I wrote a sentence on a blank piece of paper:

"Evan drinks black coffee."

Then waited.

The book flipped a page by itself.

New sentence appeared:

"He tries to trap the book with logic. The book yawns."

It was mocking me.

Like a thing that's seen every trick a million times before. Like it wasn't impressed anymore. Just bored and cruel.

On day three, I tried to destroy it.

First I set it on fire.

The flames licked the edges, the pages curled—

—but the words stayed.

I flipped through it after the fire died.

The pages had rewritten the burn marks.

They were still scorched, but now it said:

"He tried to kill it. It laughed."

I buried it in the woods.

Middle of the night, flashlight in my mouth, dirt on my knees. Six feet down. I pissed on it too, just to make a point.

Came home. Showered. Slept.

Woke up.

Book was back. Sitting on my chest. Open to a new line.

"Nice try. Six days left."

I started hearing things.

Voices in the walls. Not whispers. Reading. Always reading.

Sometimes I'd catch them mid-sentence, like I was dropping in on an audiobook already playing.

Once I heard my name. Not out loud. But deep. Internal. Like it was being read from inside me.

I punched the mirror that morning. Just to see if I'd bleed.

I did.

So I guess I was still real. For now.

On the fourth night, someone knocked.

Three short knocks.

I checked the peephole. Nothing.

Just as I turned away—

Tap. Tap. Tap.

Same rhythm. This time from my bedroom window.

I live on the third floor.

I didn't open it.

But the book did.

It was lying on the floor now, open to a new chapter.

"Chapter 4: The Door Opens Both Ways."

And under it, scrawled in handwriting not mine:

"You let it in when you read."

By day five, my phone stopped working.

The screen only showed one word: READ.

Over and over, like a command line loop.

I turned it off. Battery still drained.

I smashed the SIM card with a hammer.

Didn't help.

That night, I dreamed of a library.

Endless shelves. No windows. No exit.

Every book had my name on it.

I opened one.

Inside were moments.

Me crying at ten.

Me lying at sixteen.

Me laughing while someone else hurt.

Each page bled when I turned it.

I tried to wake up. Couldn't.

In the dream, I screamed: "Who's writing this?!"

A voice answered:

"You."

Morning of day six, the door was open.

I don't remember unlocking it.

Footprints led in—muddy, barefoot, child-sized.

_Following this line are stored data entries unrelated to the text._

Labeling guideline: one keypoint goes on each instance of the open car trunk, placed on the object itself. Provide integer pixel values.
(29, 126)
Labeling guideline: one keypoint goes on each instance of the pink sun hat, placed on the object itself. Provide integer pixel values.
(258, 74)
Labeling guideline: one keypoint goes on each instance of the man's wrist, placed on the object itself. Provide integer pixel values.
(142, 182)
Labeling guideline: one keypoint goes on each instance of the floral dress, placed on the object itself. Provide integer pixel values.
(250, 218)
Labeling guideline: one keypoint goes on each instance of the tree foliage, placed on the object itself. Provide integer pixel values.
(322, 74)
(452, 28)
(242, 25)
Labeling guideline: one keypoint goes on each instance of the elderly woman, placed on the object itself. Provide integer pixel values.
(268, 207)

I followed them to the living room.

The book sat in the middle of the floor, as always.

But now, it was open to:

"Chapter 6: Complicity."

I read the first sentence.

"He reads not because he's forced. But because he wants to know how it ends."

God help me.

It was right.

Now I write this on day six, at 3:42 a.m.

There are still two days left.

But I can feel something… pulling.

Like the story wants to collapse in on itself.

Like it's waiting for the final paragraph.

And the worst part?

I still want to finish it.

I need to know.

What happens on day eight?

What happens to me?

What happens to the book… when the reader dies?